My soul, wait in silence for God only, for my hope is from Him.

Circle “wait in silence for God.”  Why do we wait for God only?  Draw squares around what He is:  “my hope” (v. 5), “my rock,” “my salvation,” “my stronghold” (v. 6), “my salvation,” “my glory,” “my strength,” “my refuge” (v 7).  Underline all of verse eight.  At the end of the verse, write 130:5.

I wait for the Lord, my soul does wait, and in His Word do I hope.

Circle “wait for the Lord” and “wait.”  Underline “in His Word do I hope.”  What better way to spend waiting time than in drawing hope from the Word?  At the end of the verse, write Prov. 20:22.

Do not say, “I will repay evil;” wait for the Lord, and He will save you.

Circle “wait for the Lord.”  Underline “He will save you.”  Remember, He sees everything and knows all the details.  Don’t take matters into your own hands.  Wait for God to make it all right in the end.  At the end of the verse, write Isa. 40:31.

Yet those who wait for the Lord will gain new strength; they will mount up with wings like eagles, they will run and not get tired, they will walk and not become weary.

Circle “wait for the Lord.”  Underline all the beautiful promises for those who wait:  “gain new strength,” “mount up with wings,” “run and not get tired,” and “walk and not become weary.”  At the end of the verse, write Lam. 3:25.

The Lord is good to those who wait for Him, to the person who seeks Him.

Circle “wait for Him.”  Underline “the Lord is good.”  Notice what God wants us to do while we are waiting for Him.  At the end of the verse, write Micah 7:7.

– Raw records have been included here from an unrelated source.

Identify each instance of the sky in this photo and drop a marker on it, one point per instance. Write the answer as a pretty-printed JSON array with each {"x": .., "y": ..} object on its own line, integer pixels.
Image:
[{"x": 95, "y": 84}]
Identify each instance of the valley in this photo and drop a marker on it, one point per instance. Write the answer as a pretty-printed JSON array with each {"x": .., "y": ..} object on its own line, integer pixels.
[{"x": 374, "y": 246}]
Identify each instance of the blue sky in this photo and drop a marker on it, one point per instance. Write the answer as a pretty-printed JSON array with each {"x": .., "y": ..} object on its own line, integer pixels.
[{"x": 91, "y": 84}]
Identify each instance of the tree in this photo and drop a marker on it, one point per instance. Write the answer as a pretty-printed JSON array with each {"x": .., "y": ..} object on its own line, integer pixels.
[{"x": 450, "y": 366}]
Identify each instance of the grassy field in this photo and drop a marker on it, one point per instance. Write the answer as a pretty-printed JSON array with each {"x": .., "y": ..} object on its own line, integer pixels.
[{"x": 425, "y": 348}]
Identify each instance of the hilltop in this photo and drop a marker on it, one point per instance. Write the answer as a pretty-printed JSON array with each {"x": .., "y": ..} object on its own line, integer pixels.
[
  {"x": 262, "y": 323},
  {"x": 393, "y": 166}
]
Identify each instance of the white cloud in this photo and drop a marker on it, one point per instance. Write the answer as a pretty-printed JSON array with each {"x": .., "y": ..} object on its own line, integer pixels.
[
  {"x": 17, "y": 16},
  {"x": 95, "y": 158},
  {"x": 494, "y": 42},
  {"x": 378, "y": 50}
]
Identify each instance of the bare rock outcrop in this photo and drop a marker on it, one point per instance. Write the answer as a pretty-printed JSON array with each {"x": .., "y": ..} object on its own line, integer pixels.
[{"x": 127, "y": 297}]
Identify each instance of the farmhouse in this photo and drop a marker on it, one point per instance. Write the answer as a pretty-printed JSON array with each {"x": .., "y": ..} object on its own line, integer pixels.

But as for me, I will watch expectantly for the Lord; I will wait for the God of my salvation.  My God will hear me.

Circle “wait for the God.”  Underline “my God will hear me.”  Blessed assurance! At the end of the verse, write Isa. 30:18.

Therefore the Lord longs to be gracious to you, and therefore He waits on high to have compassion on you.  For the Lord is a God of justice; how blessed are all those who long for Him.

I know we’re backtracking but I wanted to end on this wonderful thought:  God waits for you, too!  Circle “He waits.”  Draw a square around “longs” and “long” and in the margin next to it write, “literally means ‘waits’.”  God waits for His people to trust in Him so He can bless them.  Remember His grace and compassion.  Remember His desire to take care of you.  

While you’re praying, “Please, God,” keep acting in ways that please God.  May the Lord bless you as you wait for Him.